Climate data for Brod nad Dyjí, 1991–2020 normals, extremes 1982–present
| Month | Jan | Feb | Mar | Apr | May | Jun | Jul | Aug | Sep | Oct | Nov | Dec | Year |
| Record high °C (°F) | 17.9 (64.2) | 18.3 (64.9) | 24.4 (75.9) | 30.3 (86.5) | 33.6 (92.5) | 37.7 (99.9) | 37.6 (99.7) | 39.7 (103.5) | 33.5 (92.3) | 29.0 (84.2) | 20.5 (68.9) | 15.8 (60.4) | 39.7 (103.5) |
| Mean daily maximum °C (°F) | 2.5 (36.5) | 5.2 (41.4) | 10.3 (50.5) | 16.8 (62.2) | 21.2 (70.2) | 25.1 (77.2) | 27.4 (81.3) | 27.1 (80.8) | 21.2 (70.2) | 14.7 (58.5) | 8.3 (46.9) | 3.2 (37.8) | 15.2 (59.4) |
| Daily mean °C (°F) | −0.5 (31.1) | 1.0 (33.8) | 5.0 (41.0) | 10.7 (51.3) | 15.3 (59.5) | 18.9 (66.0) | 20.6 (69.1) | 20.3 (68.5) | 15.1 (59.2) | 9.7 (49.5) | 5.1 (41.2) | 0.6 (33.1) | 10.1 (50.2) |
| Mean daily minimum °C (°F) | −3.8 (25.2) | −3.1 (26.4) | 0.2 (32.4) | 4.1 (39.4) | 8.9 (48.0) | 12.3 (54.1) | 13.9 (57.0) | 13.6 (56.5) | 9.7 (49.5) | 5.3 (41.5) | 1.8 (35.2) | −2.5 (27.5) | 5.0 (41.0) |
| Record low °C (°F) | −31.0 (−23.8) | −24.5 (−12.1) | −18.5 (−1.3) | −8.8 (16.2) | −3.8 (25.2) | −0.3 (31.5) | 4.4 (39.9) | 4.2 (39.6) | −1.0 (30.2) | −9.0 (15.8) | −15.2 (4.6) | −27.5 (−17.5) | −31.0 (−23.8) |
| Average precipitation mm (inches) | 21.3 (0.84) | 19.3 (0.76) | 30.2 (1.19) | 28.6 (1.13) | 53.4 (2.10) | 62.8 (2.47) | 67.6 (2.66) | 60.2 (2.37) | 57.1 (2.25) | 33.0 (1.30) | 28.9 (1.14) | 26.1 (1.03) | 488.7 (19.24) |
| Average snowfall cm (inches) | 9.4 (3.7) | 6.4 (2.5) | 3.1 (1.2) | 0.5 (0.2) | 0.0 (0.0) | 0.0 (0.0) | 0.0 (0.0) | 0.0 (0.0) | 0.0 (0.0) | trace | 2.5 (1.0) | 7.2 (2.8) | 29.2 (11.5) |
| Average relative humidity (%) | 83.2 | 78.1 | 72.0 | 64.5 | 67.3 | 68.4 | 67.4 | 68.4 | 75.2 | 80.9 | 84.4 | 85.5 | 74.6 |
| Mean monthly sunshine hours | 50.0 | 84.7 | 151.6 | 222.9 | 220.7 | 240.9 | 260.6 | 256.3 | 185.7 | 111.4 | 59.9 | 45.1 | 1,889.8 |
Source: Czech Hydrometeorological Institute

==History==
The village was founded during the German colonisation in the 13th century. The first written mention of Brod nad Dyjí is from 1355, when it was called Guldenfurt/Kolenfurt. From that year until the establishment of an independent municipality in 1848, it belonged to the Drnholec estate.

From 1938 to 1945, the municipality was annexed by Nazi Germany and administered as part of the Reichsgau Niederdonau. After World War II, many German-speaking inhabitants fled to Austria and the rest were expelled.
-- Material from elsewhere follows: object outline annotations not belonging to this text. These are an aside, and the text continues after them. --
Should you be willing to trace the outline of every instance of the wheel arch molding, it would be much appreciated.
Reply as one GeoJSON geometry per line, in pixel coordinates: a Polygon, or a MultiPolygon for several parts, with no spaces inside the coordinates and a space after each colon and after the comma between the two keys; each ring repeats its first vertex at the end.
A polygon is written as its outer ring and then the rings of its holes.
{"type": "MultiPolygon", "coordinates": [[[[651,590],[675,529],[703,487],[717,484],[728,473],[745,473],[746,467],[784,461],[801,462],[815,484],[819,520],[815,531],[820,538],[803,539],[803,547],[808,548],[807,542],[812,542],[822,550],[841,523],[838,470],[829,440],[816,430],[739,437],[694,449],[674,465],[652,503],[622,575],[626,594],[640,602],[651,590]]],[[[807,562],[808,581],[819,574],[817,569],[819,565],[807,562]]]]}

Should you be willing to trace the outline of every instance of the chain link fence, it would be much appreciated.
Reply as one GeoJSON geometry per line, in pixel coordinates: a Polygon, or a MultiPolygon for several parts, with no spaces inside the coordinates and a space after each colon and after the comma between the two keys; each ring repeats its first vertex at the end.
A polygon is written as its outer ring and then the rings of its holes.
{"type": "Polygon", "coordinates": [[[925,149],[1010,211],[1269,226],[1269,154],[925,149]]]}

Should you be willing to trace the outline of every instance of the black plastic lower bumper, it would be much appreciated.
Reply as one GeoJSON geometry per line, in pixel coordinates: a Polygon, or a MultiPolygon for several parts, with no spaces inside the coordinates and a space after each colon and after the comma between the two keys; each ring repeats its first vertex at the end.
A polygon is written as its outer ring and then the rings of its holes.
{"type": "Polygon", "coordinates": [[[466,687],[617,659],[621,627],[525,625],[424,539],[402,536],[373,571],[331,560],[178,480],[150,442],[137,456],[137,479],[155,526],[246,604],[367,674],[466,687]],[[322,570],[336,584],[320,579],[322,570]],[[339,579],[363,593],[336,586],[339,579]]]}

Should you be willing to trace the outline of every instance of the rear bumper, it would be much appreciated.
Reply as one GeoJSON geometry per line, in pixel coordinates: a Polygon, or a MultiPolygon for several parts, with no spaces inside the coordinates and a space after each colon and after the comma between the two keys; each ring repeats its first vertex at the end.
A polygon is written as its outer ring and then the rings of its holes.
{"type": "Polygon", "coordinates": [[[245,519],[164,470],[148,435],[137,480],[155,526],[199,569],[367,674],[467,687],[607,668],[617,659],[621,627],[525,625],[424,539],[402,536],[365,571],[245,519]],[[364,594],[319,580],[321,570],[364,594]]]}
In 1947, the municipality was renamed from Kolenfurt to its current name.

==Economy==
Brod nad Dyjí is known for viticulture. The municipality lies in the Mikulovská wine subregion.

==Transport==
There are no railways or major roads passing through the municipality.

==Sights==
The main landmark of Brod nad Dyjí is the Church of Saint John of Nepomuk. It was built in the Neoclassical style in 1770–1783.